On Thursday, November 19, the Regents of the University of California announced a plan to hike student fees by the significant margin of 32 percent. This unfortunate decision may in fact draw more popularity to AB 656, which seeks to throw the responsibility of education onto the unrelated oil industry. According to Alberto’s personal web site, “AB 656 reverses this trend” by putting a “severance tax on big oil companies, who have raked in record billion-dollar profits,” and instead awards the money to California colleges. So long as we’re taxing oil companies, why not tax fast food joints and hair salons? They also enjoy profits and aren’t seen as being as “important” as educational institutions. Torrico further claims that his bill “will provide the financial support our universities and community colleges need to serve all students looking to expand their education, retrain for new jobs, or to enter the workforce for the first time.” The best thing about this bill is the way in which its true goal is obfuscated: AB 656 is just a cleverly disguised way to tax one form of business, and not just to help students.
If passed, AB 656 would establish the California Higher Education Endowment Corporation, or CHEEC, which would “annually allocate an unspecified percentage of the moneys… the California Higher Education Fund, which would be created in the General Fund, to the California community colleges for curriculum and programs related to renewable energy and to annually allocate remaining moneys in the fund to the California State University and the University of California.” This is a hidden way to obtain money mainly for renewable energy studies, giving the leftovers to students in the CSU and UC systems. Of course, the bill itself is couched in terms of how it will fix the problems of the CSU and UC systems, when in fact, that is not its primary aim at all.
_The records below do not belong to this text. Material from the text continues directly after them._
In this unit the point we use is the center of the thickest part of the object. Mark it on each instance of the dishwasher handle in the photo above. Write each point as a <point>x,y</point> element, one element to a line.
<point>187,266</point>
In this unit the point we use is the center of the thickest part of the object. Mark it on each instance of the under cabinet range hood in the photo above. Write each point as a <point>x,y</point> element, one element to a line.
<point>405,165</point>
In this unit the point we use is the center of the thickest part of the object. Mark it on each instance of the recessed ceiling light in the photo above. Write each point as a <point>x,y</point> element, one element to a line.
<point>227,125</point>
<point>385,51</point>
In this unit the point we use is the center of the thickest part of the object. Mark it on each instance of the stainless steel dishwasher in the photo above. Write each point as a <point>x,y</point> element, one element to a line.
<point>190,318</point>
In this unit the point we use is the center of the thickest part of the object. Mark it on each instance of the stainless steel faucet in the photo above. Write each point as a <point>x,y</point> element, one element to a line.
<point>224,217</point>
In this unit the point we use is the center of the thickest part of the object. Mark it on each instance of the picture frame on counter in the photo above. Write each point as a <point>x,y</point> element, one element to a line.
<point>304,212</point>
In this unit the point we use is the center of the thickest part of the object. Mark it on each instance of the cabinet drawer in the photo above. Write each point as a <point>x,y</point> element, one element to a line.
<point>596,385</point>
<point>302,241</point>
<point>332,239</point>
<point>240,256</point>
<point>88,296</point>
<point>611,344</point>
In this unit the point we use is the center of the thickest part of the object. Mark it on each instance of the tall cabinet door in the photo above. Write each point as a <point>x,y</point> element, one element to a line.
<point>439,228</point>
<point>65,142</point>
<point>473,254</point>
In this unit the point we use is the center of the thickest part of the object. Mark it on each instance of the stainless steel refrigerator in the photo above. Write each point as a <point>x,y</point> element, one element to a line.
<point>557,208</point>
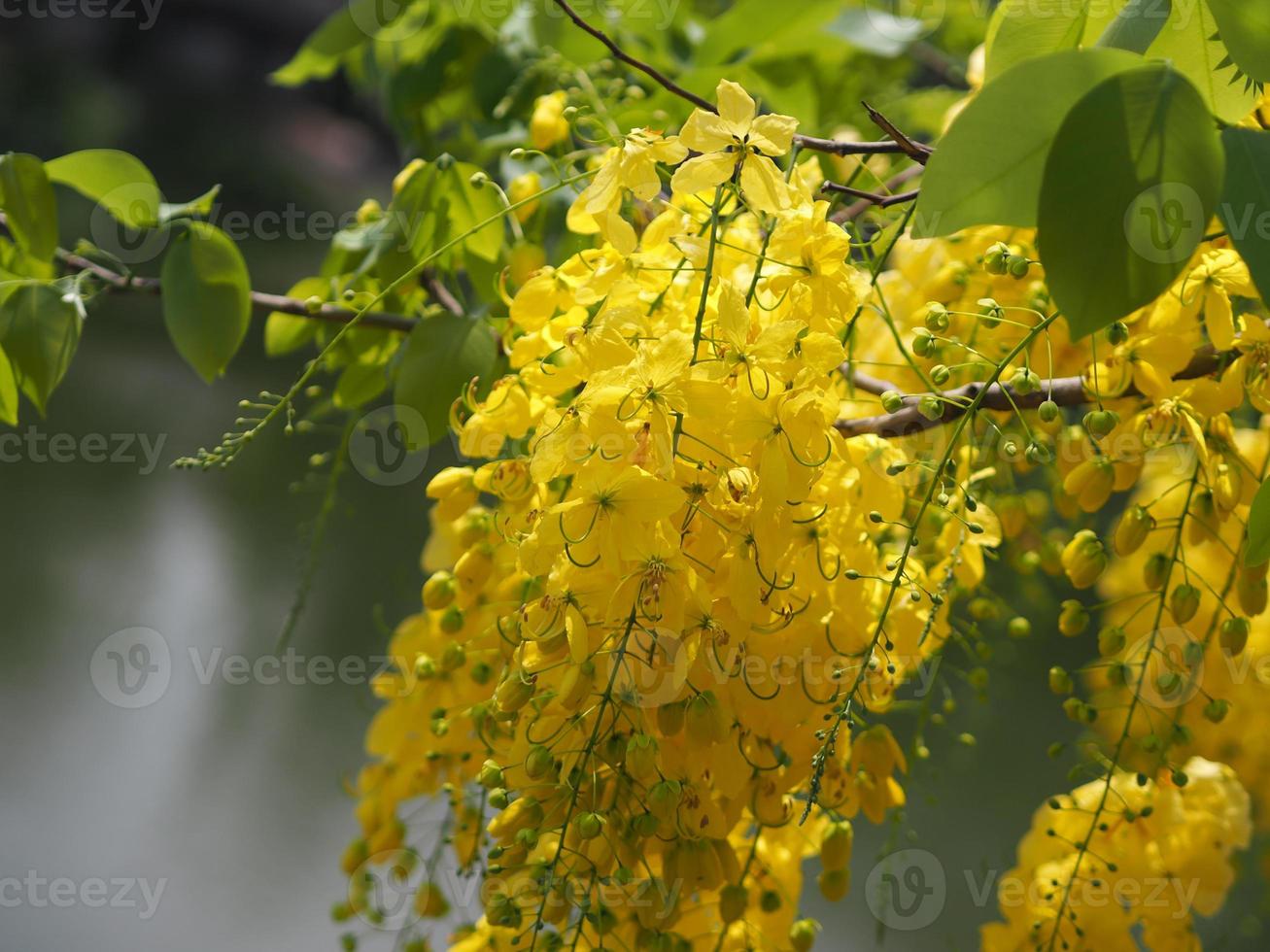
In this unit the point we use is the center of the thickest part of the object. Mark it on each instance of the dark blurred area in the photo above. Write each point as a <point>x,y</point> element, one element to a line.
<point>234,794</point>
If passed, AB 656’s “oil and gas severance tax” would go into effect within two months, on January 1, 2010. In essence, oil and gas producers are being taxed so that Torrico’s pet projects can be funded, and students believe the bill is in place mainly to help them. Can we say obfuscation? And because the bill would label the taxes as lawful levies, Torrico’s bill also states that the gas and oil companies will not be reimbursed for the paid levies, “penalties, and interest collected pursuant to these provisions.”
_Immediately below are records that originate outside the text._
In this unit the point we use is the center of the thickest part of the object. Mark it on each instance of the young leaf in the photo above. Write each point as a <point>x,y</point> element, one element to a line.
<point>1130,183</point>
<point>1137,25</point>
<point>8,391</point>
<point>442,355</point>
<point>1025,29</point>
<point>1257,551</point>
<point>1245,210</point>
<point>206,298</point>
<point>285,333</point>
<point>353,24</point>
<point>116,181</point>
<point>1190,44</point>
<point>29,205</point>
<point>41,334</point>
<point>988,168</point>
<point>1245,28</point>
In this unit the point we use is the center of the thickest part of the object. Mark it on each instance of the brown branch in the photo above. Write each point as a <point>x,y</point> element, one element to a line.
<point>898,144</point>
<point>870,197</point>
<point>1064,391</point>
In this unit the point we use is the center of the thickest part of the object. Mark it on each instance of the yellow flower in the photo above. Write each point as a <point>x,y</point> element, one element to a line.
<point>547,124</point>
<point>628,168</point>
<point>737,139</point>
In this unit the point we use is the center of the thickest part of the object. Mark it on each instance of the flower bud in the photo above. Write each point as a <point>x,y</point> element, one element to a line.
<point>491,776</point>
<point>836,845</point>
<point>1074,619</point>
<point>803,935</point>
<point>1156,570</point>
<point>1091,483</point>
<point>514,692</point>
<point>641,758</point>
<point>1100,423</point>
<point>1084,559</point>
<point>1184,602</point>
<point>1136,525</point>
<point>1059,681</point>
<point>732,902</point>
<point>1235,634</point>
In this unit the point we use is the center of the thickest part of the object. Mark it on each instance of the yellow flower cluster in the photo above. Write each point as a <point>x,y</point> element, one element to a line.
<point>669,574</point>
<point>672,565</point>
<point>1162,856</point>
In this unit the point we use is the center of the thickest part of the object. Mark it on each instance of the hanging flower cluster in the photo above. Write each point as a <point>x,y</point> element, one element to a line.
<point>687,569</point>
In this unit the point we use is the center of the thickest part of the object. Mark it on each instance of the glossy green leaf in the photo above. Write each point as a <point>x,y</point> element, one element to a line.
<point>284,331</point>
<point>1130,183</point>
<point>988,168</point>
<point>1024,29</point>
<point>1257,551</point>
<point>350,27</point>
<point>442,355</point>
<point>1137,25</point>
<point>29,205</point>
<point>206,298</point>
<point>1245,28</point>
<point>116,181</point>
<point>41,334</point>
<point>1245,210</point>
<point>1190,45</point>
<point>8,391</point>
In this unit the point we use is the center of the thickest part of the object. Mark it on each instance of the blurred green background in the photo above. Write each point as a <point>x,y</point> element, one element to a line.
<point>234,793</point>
One can’t help but be reminded of President Obama’s elusive tax message: we aren’t taxing success (the middle class), when in fact, that is exactly what is happening, and is the reason that businesses leave California in search of cheaper locations from which to operate. Why are the gas and oil industries suddenly burdened with saving the state universities? They aren’t the ones who drove a top-notch education system into the ground. Why are oil companies seen as soft targets, as scapegoats for a legislature that has long mishandled the finances of a state which should be in the red, not the black? Oil and gas companies should not be forced to pay for the mistakes of state and university leaders… and if they are, the legislators should at least be honest about their intentions.